Characteristics of POP :
- Post Office Protocol is an open protocol, defined by Internet RFCs.
- It allows access to new mail from a spread of client platform types.
- It supports download and delete functions even when offline.
- It requires no mail gateways due to its native nature.
- POP can handle email access only while the emails are sent by SMTP.
RFC 918 got published in 1984 which defined the Post Office Protocol (POP). The explanation of why POP came in the picture was to supply a neater way for a client computer to retrieve e-mail on an SMTP (Simple Mail Transfer Protocol) server so that it can be used locally. POP Version 2 got published in 1985.
It improvised the capabilities of POP by defining a far impressive set of commands further as replies. RFC 1939 was published in 1996 and POP3 has not been improvised since that point.
- Carrier hotels :
These buildings are extremely secure with size averaging around 54, 000 square feet.

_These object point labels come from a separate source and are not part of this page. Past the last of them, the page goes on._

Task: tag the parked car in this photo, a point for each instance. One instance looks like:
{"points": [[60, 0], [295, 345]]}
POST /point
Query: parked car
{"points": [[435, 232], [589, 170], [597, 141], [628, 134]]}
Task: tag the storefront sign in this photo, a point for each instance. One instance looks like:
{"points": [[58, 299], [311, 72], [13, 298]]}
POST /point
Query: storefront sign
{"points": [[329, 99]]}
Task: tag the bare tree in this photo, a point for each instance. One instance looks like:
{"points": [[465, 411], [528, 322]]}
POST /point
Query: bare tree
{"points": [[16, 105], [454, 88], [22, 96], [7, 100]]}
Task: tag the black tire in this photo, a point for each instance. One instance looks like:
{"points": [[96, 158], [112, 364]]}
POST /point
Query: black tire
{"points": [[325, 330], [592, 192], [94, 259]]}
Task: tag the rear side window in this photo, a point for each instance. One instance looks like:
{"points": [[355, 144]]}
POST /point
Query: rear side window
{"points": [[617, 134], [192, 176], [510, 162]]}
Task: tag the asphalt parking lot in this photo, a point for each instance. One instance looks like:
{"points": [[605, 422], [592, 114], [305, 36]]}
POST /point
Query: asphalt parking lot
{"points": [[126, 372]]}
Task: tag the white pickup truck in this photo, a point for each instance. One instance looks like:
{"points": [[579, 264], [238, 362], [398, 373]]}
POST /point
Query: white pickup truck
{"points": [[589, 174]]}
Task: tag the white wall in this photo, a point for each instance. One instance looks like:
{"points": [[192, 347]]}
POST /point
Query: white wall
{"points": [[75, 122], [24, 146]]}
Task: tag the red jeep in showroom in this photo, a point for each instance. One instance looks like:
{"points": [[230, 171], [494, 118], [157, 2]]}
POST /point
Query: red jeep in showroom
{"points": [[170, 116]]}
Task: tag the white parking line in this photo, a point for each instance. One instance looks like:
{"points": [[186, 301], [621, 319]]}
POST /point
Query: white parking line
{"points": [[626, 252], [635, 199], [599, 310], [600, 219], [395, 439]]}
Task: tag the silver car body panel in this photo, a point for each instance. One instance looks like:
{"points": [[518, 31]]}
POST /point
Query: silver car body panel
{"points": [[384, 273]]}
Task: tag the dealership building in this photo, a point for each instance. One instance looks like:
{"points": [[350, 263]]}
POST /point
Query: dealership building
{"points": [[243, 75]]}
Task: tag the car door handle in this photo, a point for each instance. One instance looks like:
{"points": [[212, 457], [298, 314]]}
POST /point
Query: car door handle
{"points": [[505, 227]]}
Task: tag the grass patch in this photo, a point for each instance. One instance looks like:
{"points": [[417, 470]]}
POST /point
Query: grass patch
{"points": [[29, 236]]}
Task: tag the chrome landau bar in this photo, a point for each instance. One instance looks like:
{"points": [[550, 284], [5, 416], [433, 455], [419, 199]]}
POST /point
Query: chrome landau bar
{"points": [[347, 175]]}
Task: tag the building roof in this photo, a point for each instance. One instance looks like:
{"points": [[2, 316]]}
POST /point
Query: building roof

These hotels offer hardware and software installation, updation and several other services.
- Meet-me rooms :
Meet-Me Rooms (MMRs) are small space inside carrier hotels, averaging around 5, 000 square feet. These small rooms house interconnects networking equipment owned by many telecommunication companies.
POP’s working is based on its five important equipment which are:
- Base stations – A central point of reference to an access point and bandwidth management to ensure evenly distribution of the connection speed of the customer.
- Client equipment – utilized by customers to link with the base stations
- Network switches – Used for proper distribution
- Routers – Provides multiple paths for the data to be shared in the network
- Firewall – Used for securing the network from threats (internal and external)
The latest version of Post Office Protocol (POP3) is that the most widely used protocol and is being supported by most of the email clients.
It provides a convenient and standard way for users to access mailboxes and download messages. An important advantage of this is that the mail messages get delivered to the client PC and they can be read with or without accessing the web.
More advantages are:
- Creation of latest messages impossible without being logged onto the web
- All messages get stored on the disc drive of your computer
- As the attachments are already on your PC, opening them may be a quicker process
- There isn’t any maximum size on your mailbox, except as determined by the scale of your disc drive
- Consumes large memory as all the messages are stored on the disc drive
- Opening attachments may be a fast process unless the attachment contains a virus
- Since all attachments get downloaded on your computer, there’s a danger of virus attack if they’re not
scanned by antivirus softwares as these scans are only 60% effective
- Email folders can become corrupted and might even drift.